The writer would argue that option 3 offers most shippers with significant volumes the best opportunity for cost certainty, capacity and good service. By establishing a multi-year relationship with your core carriers, this fosters a stronger, more collaborative bond. Carriers that know they have a three year commitment on volumes and rates are more likely to work more diligently on behalf of your company. This scenario is most likely to create a win / win scenario and is in the best interests of both parties.

Dan Goodwill
President
Dan Goodwill & Associates Inc.
www.dantranscon.com

Comments (2)

Alan Taliaferro:

As well as the stratagies mentioned above, one could consider joining with other shippers in a freight group, or negotiating those fuel surcharges which are currently plaguing the marketplace and everyones knows are a profit center for carriers. These fuel surcharges need to be eliminated now that high fuel costs have become the norm.

It is that time of the year we all sharpen our pencils (now spreadsheets) and cut cost from every area, or at least review. Since transportation is now defined as a “commodity” it should be fairly easy to reduce cost from these suppliers and vendors. It is easy to see the pressure on the logistics managers, supply chain directors, value chain teams, 3PL, 4PL, and remember when it was the Traffic Manager?

The truckload industry has done a poor job of explaining the “value proposition” they bring to a company.
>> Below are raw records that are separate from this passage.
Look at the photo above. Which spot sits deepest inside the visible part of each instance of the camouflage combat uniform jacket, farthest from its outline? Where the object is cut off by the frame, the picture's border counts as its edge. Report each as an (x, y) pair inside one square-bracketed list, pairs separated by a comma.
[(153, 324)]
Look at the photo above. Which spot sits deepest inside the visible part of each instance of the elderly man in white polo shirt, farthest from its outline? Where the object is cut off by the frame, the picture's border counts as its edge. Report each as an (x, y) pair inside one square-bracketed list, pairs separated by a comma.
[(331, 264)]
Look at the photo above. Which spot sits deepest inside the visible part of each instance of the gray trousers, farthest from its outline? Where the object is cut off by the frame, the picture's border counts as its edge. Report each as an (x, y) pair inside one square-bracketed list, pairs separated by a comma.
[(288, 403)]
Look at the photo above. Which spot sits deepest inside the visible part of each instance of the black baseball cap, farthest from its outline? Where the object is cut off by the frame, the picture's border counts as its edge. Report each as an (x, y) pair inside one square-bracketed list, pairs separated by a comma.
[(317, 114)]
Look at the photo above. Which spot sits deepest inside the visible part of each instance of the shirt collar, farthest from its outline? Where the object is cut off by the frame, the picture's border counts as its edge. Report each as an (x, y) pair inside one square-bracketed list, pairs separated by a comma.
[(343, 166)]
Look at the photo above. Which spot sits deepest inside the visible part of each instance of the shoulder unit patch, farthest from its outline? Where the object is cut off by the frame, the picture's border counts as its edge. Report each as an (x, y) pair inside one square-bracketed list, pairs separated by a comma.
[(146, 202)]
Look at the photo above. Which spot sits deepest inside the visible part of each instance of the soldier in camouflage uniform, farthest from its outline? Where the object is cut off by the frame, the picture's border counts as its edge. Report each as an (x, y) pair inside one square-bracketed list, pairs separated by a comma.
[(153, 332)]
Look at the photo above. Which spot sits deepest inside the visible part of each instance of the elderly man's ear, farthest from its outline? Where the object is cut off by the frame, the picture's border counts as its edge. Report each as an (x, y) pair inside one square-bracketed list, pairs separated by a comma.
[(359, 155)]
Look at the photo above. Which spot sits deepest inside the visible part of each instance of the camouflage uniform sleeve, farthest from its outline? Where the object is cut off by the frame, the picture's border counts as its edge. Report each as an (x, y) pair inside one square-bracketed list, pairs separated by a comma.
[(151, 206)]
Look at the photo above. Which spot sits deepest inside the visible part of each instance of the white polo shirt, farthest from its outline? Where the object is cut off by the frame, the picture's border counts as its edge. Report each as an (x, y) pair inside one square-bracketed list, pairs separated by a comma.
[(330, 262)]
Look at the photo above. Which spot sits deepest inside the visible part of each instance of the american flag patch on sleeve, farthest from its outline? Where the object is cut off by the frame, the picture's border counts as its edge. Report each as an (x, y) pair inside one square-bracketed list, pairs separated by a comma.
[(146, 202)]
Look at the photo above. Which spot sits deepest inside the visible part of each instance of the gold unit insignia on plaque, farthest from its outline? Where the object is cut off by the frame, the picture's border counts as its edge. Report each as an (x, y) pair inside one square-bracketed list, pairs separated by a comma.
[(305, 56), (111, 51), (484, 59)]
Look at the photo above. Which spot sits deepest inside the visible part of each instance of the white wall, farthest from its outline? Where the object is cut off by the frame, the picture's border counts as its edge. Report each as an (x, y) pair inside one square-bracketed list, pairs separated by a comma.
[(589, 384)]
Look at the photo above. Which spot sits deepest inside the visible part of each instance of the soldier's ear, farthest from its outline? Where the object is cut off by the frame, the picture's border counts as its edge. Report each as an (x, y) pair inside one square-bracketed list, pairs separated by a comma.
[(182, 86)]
I attended a conference where the statement “Dell is a logistics company first” and you know Wal-Mart and P & G are mentioned also.
Inventory, inventory, inventory, or as Clinton said in his first campaign “it’s the economy stupid”

Would you give up a 5% increase in the Truckload budget to receive a 5% reduction in inventory? If the answer is yes, you are very carrier friendly, and are going to drive your competition crazy, as they try to figure it out. By the way those stock outs have been reduced, making your company the first choice.

Truckload carriers can list all the cost they face and driver shortage, I don’t want to hear or see it. My boss just showed me our cost pressure points, and I need and want my job more than the Truckload carrier representative.

Bring me a solution that shows how we can work together to eliminate or at least reduce cost. Here is a good quote “FedEx freight has grown at almost twice the rate of the overall market, not by cutting price but by raising the bar on service and technology. I wonder if the same customers of FedEx freight have truckload shipments?

Be careful here, and make sure you define truckload not only by weight, or volume, but also revenue.

DOT Study:
Throughout the study materials and the Website summary tables, "truck" refers to a vehicle designed, used, or maintained primarily for carrying property, with a gross vehicle weight rating or gross combination weight rating of more than 10,000 lbs.